Pharmaceutical Intervention in the Coordinated Care Pathway for Cancer Patients Treated With Oral Therapy
Overview
- Phase
- N/A
- Intervention
- Not specified
- Conditions
- Advanced or Metastatic Solid Tumor
- Sponsor
- Institut Cancerologie de l'Ouest
- Enrollment
- 396
- Locations
- 6
- Primary Endpoint
- Impact of the coordinated pharmaceutical path on the tolerance of oral therapies against cancer.
- Status
- Recruiting
- Last Updated
- 4 years ago
Overview
Brief Summary
The rise of oral therapies in the management of cancers has considerably changed the patient care path. If the oral route is preferred by patients because it offers a better quality of life, it is not without impact for patients and the health professionals involved in their management in their care. Indeed, the use of the oral route shifts part of the responsibility for monitoring treatment towards the patient, thereby leading to compliance problems, drug interactions and the management of adverse effects.These risks can cause complications or compromise the effectiveness of treatment, and generate additional costs for the investigator's health system. The study proposes to involve Healthcare Facilities Pharmacist and the Dispensary Pharmacist with all other health professionals.First, the hospital pharmacist will operate before the initiation of an oral route to perform a clinical pharmaceutical analysis of drug prescriptions.

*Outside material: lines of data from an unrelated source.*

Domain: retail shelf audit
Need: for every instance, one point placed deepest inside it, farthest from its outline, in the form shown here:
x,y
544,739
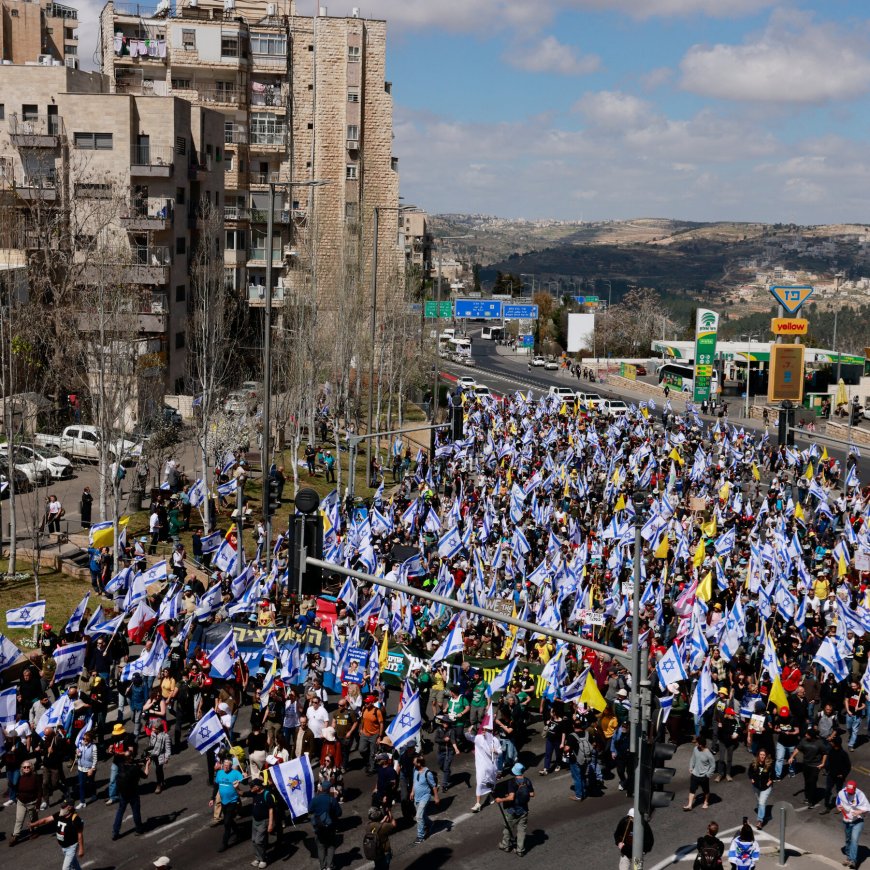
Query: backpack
x,y
372,843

Then after the primary prescription and finally during a follow-up consultation 3 months after the initiation of treatment. The hypothesis of the study is that the coordinated intervention of the hospital pharmacist and of the dispensary pharmacist would improve the tolerance of oral treatments by reducing the number of serious adverse effects found, as well as improve the, quality of life, patient and professional satisfaction
Investigators
Eligibility Criteria
Inclusion Criteria
- •Patient aged 18 years old or more
- •Having given his written consent to participate in the study
- •Patients with advanced or metastatic solid tumor or relapsed hematologic malignancy
- •With an initiation of oral therapy
- •Performance Status 0, 1 or 2
Exclusion Criteria
- •Patient receiving ongoing intravenous (IV) or subcutaneous (SC) anticancer treatment
- •Patient receiving ongoing oral therapy
- •Patient receiving first-generation hormone therapy
- •Patient receiving ongoing a coordinated pharmaceutical path
- •Patient participating in a therapeutic education program including a pharmacist
- •Patient already included in an interventional clinical trial
- •Oral therapy with Temporary Authorisation
- •Patient in a health or medico-social institution
- •Patient protected, under guardianship or unable to give free and informed consent
- •Patient does not speak French
Outcomes
Primary Outcomes
Impact of the coordinated pharmaceutical path on the tolerance of oral therapies against cancer.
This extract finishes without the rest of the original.